First detect gender, then attractiveness: Attractiveness follows gender in terms of underlying neural processes; early face attractiveness assessment seems to rely on gender-stereotypes

First gender, then attractiveness: Indications of gender-specific attractiveness processing via ERP onsets. Claus-Christian Carbon e al. Neuroscience Letters
https://doi.org/10.1016/j.neulet.2018.09.009


Highlights
•    Facial gender and attractiveness: Key features to study face processes.
•    Processing onsets estimated by LRP- and N200-effects.
•    Attractiveness follows gender in terms of underlying neural processes.
•    Early face attractiveness assessment seems to rely on gender-stereotypes.
•    Used paradigm is promising to further uncover the time course of face perception.

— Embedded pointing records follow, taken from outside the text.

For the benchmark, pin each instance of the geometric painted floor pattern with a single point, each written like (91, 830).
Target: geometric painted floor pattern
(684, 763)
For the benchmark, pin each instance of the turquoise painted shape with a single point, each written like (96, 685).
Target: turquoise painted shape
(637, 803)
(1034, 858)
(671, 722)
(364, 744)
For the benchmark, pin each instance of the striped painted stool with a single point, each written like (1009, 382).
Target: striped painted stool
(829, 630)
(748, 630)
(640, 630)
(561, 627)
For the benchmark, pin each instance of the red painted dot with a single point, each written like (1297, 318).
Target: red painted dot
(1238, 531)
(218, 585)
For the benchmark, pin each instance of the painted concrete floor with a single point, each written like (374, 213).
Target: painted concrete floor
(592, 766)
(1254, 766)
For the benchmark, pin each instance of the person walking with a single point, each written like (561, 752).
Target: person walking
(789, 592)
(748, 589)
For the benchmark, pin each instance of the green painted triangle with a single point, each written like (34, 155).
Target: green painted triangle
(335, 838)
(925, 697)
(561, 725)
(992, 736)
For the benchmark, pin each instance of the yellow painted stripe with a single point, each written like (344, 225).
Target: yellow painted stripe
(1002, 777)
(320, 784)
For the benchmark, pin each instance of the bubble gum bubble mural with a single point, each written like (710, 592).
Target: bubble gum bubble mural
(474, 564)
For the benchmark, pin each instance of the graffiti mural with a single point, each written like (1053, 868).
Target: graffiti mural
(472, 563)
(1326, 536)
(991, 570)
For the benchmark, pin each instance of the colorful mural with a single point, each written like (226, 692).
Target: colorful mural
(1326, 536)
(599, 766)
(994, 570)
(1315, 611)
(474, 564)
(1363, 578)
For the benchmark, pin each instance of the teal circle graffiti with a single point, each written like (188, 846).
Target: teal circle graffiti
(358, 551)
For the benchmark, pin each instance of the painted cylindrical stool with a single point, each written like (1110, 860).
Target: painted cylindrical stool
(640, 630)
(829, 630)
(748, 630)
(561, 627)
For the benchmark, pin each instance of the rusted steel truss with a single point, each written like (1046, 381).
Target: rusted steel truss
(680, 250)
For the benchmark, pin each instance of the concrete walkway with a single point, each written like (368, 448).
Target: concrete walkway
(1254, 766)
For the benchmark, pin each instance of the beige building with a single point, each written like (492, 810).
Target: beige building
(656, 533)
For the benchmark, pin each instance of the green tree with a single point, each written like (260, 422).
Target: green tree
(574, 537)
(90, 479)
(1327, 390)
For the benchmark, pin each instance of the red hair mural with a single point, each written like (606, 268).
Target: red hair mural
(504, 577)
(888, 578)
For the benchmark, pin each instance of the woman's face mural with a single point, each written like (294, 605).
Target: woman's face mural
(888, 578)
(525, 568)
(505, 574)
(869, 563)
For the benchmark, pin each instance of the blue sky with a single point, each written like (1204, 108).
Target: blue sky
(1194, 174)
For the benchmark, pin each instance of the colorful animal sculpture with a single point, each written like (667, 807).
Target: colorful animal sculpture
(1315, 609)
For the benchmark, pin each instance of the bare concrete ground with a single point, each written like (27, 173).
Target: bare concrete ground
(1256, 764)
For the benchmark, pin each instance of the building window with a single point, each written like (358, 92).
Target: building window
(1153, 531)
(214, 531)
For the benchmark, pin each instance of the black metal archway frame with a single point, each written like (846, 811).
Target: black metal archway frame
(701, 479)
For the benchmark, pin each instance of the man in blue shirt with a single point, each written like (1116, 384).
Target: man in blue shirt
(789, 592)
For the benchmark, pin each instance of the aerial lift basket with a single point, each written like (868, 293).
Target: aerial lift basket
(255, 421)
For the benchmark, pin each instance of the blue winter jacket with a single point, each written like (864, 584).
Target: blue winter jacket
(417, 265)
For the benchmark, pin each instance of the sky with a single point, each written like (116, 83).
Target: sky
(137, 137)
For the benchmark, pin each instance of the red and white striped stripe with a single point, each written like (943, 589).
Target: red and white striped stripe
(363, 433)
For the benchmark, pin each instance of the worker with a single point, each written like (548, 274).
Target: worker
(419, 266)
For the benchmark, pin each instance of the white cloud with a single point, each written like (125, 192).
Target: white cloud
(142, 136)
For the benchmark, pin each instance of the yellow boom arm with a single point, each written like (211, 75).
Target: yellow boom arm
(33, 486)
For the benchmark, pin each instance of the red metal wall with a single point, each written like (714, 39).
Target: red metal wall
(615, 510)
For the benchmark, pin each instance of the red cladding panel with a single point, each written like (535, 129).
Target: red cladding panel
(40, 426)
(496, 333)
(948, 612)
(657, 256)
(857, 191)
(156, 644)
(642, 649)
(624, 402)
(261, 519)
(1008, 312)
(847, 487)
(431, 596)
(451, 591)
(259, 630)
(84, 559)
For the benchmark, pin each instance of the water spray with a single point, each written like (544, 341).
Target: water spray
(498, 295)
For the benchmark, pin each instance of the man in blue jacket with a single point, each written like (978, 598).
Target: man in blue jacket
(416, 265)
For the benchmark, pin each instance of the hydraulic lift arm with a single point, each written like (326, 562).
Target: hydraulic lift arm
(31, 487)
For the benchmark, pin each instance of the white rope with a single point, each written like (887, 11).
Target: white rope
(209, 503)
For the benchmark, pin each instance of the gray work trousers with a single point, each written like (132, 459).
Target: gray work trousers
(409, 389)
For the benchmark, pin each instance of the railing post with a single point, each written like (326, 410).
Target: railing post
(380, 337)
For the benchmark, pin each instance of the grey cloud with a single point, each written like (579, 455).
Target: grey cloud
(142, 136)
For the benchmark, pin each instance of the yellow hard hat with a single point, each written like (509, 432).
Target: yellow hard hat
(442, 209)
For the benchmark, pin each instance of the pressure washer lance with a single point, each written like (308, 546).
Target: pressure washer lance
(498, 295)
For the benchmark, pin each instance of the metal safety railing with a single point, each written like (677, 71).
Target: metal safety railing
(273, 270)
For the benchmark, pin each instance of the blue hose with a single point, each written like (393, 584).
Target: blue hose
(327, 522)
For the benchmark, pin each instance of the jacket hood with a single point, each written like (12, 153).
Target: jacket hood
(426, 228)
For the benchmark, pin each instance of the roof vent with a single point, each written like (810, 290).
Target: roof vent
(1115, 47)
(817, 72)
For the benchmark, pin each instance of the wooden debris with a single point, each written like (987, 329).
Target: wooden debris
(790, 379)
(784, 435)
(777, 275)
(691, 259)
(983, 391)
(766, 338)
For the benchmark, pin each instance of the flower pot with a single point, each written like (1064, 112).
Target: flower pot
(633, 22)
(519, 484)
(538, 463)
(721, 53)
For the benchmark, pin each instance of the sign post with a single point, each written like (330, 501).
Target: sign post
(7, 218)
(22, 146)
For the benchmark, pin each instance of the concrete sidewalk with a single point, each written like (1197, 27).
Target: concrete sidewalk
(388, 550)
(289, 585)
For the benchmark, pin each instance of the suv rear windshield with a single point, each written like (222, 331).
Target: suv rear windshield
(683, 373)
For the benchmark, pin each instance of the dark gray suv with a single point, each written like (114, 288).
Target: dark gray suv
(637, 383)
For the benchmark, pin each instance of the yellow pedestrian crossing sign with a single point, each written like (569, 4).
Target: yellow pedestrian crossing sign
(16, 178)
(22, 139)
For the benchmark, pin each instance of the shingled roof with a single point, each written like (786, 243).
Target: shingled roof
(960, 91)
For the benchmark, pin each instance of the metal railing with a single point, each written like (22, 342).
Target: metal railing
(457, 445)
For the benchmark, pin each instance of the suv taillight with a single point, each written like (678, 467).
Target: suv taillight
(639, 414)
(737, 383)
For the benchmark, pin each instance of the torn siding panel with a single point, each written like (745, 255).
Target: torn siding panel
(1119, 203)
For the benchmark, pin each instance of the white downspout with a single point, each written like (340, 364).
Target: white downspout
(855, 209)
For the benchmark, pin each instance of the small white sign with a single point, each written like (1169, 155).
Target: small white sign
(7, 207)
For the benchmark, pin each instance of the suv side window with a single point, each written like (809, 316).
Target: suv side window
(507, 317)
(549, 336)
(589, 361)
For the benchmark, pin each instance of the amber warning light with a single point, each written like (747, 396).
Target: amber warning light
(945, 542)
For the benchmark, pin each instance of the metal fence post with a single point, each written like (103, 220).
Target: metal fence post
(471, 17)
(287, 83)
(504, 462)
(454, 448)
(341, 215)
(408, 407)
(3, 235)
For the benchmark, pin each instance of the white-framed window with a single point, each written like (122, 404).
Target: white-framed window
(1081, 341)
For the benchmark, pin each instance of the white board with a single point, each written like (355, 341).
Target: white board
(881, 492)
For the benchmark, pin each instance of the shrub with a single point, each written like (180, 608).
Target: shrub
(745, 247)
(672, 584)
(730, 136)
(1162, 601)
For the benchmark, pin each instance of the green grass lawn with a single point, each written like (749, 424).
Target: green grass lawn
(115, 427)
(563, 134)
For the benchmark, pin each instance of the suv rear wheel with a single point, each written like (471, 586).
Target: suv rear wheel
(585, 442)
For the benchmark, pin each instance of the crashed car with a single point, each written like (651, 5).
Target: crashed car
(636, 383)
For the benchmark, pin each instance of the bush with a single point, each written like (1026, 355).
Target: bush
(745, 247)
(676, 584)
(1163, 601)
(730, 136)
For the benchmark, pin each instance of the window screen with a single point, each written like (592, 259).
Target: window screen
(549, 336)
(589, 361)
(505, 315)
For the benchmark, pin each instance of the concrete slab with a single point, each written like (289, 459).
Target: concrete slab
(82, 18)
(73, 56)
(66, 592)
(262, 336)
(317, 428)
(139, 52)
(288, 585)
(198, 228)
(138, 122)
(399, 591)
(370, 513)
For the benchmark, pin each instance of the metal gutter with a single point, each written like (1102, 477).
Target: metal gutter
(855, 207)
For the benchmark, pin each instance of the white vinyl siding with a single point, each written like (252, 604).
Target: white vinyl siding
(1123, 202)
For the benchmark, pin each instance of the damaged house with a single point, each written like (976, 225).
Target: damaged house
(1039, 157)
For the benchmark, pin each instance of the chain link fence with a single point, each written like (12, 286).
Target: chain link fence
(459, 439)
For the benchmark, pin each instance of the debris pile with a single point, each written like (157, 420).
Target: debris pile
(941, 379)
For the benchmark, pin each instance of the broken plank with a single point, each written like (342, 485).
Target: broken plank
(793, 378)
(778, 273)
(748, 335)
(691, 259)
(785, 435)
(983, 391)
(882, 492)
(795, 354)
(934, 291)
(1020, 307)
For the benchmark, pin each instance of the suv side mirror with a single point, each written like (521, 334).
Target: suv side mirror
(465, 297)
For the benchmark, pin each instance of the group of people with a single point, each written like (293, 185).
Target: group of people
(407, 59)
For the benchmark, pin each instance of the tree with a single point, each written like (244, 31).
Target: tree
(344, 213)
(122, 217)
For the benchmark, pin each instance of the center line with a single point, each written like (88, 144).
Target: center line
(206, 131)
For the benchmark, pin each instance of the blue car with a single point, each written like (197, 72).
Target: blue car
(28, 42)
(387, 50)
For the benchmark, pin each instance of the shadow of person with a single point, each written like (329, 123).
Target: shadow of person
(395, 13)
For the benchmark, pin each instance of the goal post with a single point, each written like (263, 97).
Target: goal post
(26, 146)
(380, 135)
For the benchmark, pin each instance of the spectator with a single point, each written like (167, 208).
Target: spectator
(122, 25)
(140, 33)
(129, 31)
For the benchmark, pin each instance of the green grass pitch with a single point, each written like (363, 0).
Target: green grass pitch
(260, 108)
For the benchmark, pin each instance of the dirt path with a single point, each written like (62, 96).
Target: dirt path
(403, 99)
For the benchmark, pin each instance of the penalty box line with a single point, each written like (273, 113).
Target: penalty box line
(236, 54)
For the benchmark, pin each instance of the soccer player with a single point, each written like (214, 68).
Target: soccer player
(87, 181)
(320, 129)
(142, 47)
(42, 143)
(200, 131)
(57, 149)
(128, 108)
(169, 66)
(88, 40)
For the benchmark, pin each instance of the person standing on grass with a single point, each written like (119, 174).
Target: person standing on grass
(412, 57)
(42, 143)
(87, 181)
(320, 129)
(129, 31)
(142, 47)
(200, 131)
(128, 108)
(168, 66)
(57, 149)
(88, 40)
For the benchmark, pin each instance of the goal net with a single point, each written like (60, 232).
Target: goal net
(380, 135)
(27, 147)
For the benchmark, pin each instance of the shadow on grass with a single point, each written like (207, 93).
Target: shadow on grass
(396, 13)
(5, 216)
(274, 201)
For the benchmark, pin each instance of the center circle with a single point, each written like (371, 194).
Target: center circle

Abstract: We followed an ERP-based approach to gain knowledge on the dependence and temporal order of two essential processes of face perception: attractiveness and gender. By combining a dual-choice task with a go/nogo-paradigm focusing on the LRP and N200-effect, we could estimate the processing times and onsets of both types of face processing. The analyses of the LRP revealed that gender aspects were processed much earlier than attractiveness. Whereas gender was already analysed 243.9 ms post-stimulus onset, attractiveness came into play 58.6 ms later, i.e. after a post-stimulus onset delay of 302.5 ms. This resulting pattern was mirrored by the analyses of the N200-effect, an effect available mainly frontally which is supposed to correlate with the inhibition of inappropriate responses. Taking the onset of the N200 effect as an estimator for the moment at which information has been processed sufficiently for task decision, we could trace the N200 effect at 152.0 ms for go/nogo-decision on gender, while not as early as 206.7 ms on attractiveness. In sum, processing of facial attractiveness seems to be based on gender-specific aesthetic pre-processing, for instance via activating gender-specific attractiveness prototypes which show focused processing of certain facial aspects.